Né en 1965 à Lyon, Hervé Micolet a soutenu en l’an 2000 une thèse consacrée au poète contemporain Jacques Réda. Ses recherches l’ont également conduit à s’intéresser au rapport entre le philosophe Gilles Deleuze et les écrivains. Enseignant-chercheur à l’Université de Lyon, il développe depuis les années quatre-vingts une oeuvre poétique marquée notamment par la parution de La Lettre d’Été (1989, prix Kowalski de la ville de Lyon), L’enterrement du siècle (1992, dans la collection blanche des éditions Gallimard), La conférence sur les Étrusques (1994, chez Deyrolle) ou encore Sur un séjour en Grèce (1995, Cheyne). Il travaille désormais à un cycle intitulé Les Cavales, dont un premier volume est paru en 2023.

1. La lettre d’été (1989)

Ce premier livre de Hervé Micolet a été publié alors que le poète avait 24 ans. Cette « lettre », en prose mais en italiques, est découpée en « jours ». Elle s’ouvre sur une évocation de paysage estival et sur cette première mention du destinataire : « Je souhaite écrire des sortes de lettres où tu n’auras longtemps que peu de place. » Lettres de l’absence, de la solitude, du désoeuvrement, donc, dans l’inertie et la vacance de l’été, où le « tu » reste anonyme. Hervé Micolet décrit ce midi où toute chose semble comme figée par le soleil, où l’on se complait dans l’indolence et la paresse, où l’on révasse dans une chambre, en en contemplant les objets immobiles. « J’habite une chambre élémentaire parmi les arbres, et sans cesser jamais de contredire, doutant de la douceur même, je finis par m’irriter des bonheurs de terroir. » Cet été immobile est propice à la contemplation des nuances du paysage, comme pour y déchiffrer des mystères. On y jouit du rien, de la vacance du temps.

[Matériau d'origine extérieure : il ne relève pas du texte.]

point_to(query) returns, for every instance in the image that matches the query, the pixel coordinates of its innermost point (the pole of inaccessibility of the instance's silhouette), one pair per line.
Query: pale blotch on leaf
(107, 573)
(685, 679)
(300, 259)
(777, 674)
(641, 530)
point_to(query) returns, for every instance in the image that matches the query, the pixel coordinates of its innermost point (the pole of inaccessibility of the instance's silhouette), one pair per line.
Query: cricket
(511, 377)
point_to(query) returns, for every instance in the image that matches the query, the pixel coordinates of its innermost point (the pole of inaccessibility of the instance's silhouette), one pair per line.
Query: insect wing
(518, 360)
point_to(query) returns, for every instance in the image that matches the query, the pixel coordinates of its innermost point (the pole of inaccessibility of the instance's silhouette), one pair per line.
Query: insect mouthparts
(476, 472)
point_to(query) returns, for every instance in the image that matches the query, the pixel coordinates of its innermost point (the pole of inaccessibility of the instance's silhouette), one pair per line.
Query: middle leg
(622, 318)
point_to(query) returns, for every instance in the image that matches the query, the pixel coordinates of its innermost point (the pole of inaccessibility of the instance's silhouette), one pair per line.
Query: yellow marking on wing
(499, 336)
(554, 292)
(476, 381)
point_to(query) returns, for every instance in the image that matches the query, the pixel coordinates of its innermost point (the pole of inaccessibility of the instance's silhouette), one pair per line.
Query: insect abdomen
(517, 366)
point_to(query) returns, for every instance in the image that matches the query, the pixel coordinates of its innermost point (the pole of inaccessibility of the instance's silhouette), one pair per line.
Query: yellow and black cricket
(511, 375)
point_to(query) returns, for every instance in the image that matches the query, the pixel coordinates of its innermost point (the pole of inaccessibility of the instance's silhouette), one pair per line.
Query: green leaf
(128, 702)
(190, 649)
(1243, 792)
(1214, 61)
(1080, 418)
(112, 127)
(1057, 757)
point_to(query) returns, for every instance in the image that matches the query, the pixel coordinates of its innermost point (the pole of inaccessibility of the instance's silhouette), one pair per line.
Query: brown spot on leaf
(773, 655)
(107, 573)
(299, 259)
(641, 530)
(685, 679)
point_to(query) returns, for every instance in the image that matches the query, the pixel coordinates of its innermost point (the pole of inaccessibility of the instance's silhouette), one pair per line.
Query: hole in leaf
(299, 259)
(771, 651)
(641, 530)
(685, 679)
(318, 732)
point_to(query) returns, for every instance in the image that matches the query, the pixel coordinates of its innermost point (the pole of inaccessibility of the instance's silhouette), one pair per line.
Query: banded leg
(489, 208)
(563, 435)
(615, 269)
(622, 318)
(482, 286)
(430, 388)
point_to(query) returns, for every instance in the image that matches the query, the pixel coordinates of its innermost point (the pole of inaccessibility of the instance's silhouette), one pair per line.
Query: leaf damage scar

"Est-il encore besoin de chercher des arcanes dans le spectacle de la nature, ou faut-il n'aimer que les apparences, et croire à la réalité ? En vérité les faux secrets m'indisposent. Ce paysage n'a pas d'autres affinités avec mon âme que celles que je force. Peu importe. La terre sans boue, les pierres au soir comme des fours éteints depuis peu, un jardin négligé, tout cela me plaît. Je ne fais rien. Je dénombre loin de moi les journées de canicule."

Ces paysages, ils sont fréquemment observés par la fenêtre, encadrés tels un tableau, découpés comme si ce découpage avait un sens, la fenêtre montrant certaines choses et pas d’autres, à l’instar d’un oeil de photographe qui aurait sélectionné un rectangle de nature. Cette contemplation oisive cache peut-être une douleur, une séparation ou un deuil. La fenêtre vient redire « que l’amour n’est plus, que l’étreinte une autre nuit s’est raidie dans un grand froid. Il est difficile de passer sous les fenêtres de quelqu’un qu’on a connu, et qui est mort. » Elle cache peut-être, tout simplement, une angoisse existentielle, baignée dans le calme et la torpeur de l’été.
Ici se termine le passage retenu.